The EGM also authorized the Board to cancel all or part of the acquired own shares.
Stichting Administratiekantoor Bekaert (the "STAK") and the other parties acting in concert with the STAK (the "Concert") will not, in the event the Board decides to implement the SBB, be requested to make a commitment towards the Company not to hold more than a certain percentage of the voting rights related to the issued and outstanding shares in the Company.
The Board engages in a discussion.

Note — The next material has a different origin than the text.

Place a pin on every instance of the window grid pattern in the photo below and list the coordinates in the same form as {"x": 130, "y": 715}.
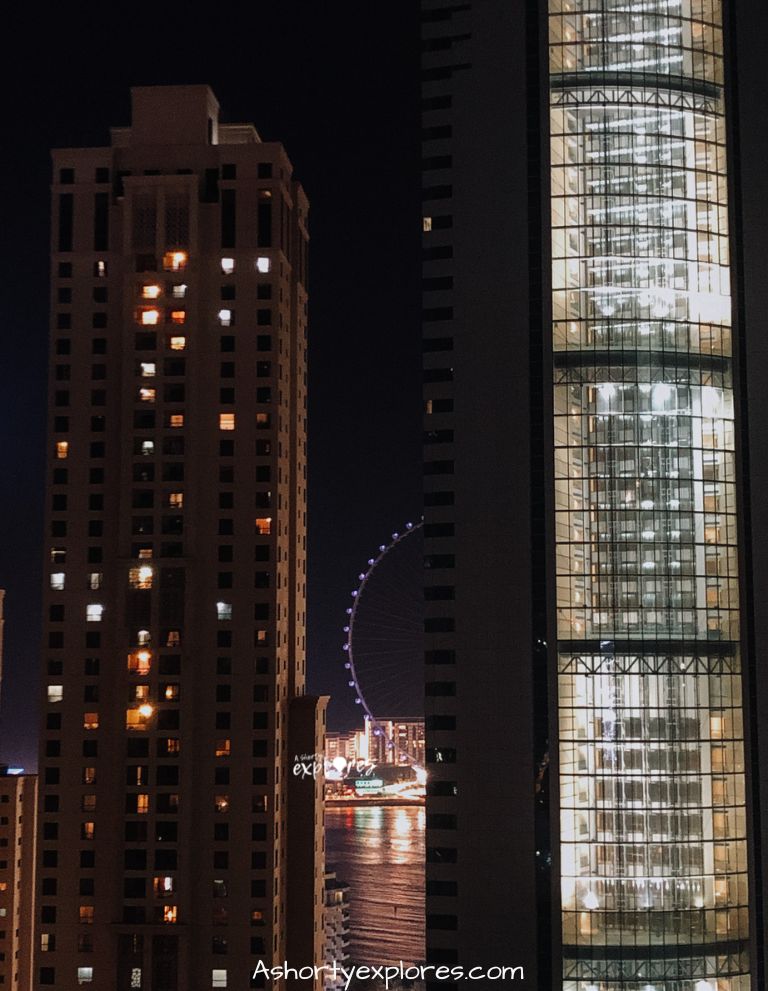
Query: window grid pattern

It believes that the SBB and the performance of the obligations of the Company in that regard are in the interest of the Company.
RESOLUTION
The Board resolves:
- to approve, in accordance with, and subject to the conditions of, the mandate of the Extraordinary General Meeting of Shareholders of the Company of 8 May 2024, the SBB.

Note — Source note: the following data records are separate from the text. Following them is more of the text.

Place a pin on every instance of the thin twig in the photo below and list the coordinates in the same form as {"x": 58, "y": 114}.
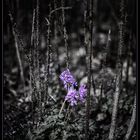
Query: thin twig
{"x": 132, "y": 122}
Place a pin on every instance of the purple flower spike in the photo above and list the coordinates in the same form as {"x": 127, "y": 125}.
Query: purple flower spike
{"x": 82, "y": 93}
{"x": 67, "y": 78}
{"x": 72, "y": 97}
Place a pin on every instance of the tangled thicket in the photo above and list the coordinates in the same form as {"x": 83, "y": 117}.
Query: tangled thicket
{"x": 69, "y": 70}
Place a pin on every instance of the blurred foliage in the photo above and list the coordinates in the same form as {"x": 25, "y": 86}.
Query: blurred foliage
{"x": 18, "y": 113}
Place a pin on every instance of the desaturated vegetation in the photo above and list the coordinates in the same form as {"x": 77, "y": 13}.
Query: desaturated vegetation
{"x": 69, "y": 70}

- that such share buy-back program will be implemented in accordance with applicable laws and regulations, the Company's Articles of Association, the Program Rules and the Bekaert Dealing Code;
- that, in accordance with the Company's Articles of Association, the purchase price should range between minimum € 1.00 and maximum thirty per cent above the arithmetic average of the closing price of the Company's share during the last thirty trading days preceding the date of the present resolution;
- that, in accordance with the Company's Articles of Association, the maximum number of shares that can be purchased under the SBB is limited to twenty per cent of the total number of shares outstanding of the Company, minus the number of own shares already held by the Company (irrespective of whether such shares have been acquired in the context of the SBB, a liquidity arrangement or otherwise), so that the total number of own shares
held by the Company shall never exceed twenty per cent of the total number of shares outstanding;
- to entrust the execution of the share buy-back program to an independent broker, which will make its trading decisions concerning the timing of the purchases independently of the Company;
- that the shares bought by the Company pursuant the share buy-back program shall be canceled;
- that any two of the following persons, acting jointly and with the power of substitution, are hereby authorized to select and appoint the independent broker, negotiate, finalize, agree on the final terms of and execute any agreements and any other document implementing the share buy-back in the name and on behalf of the Company:
- o Yves Kerstens;
- o Seppo Parvi;
- o Kathryn Taylor;
- o Philip Eyskens,
(such persons, the "Authorized Signatories").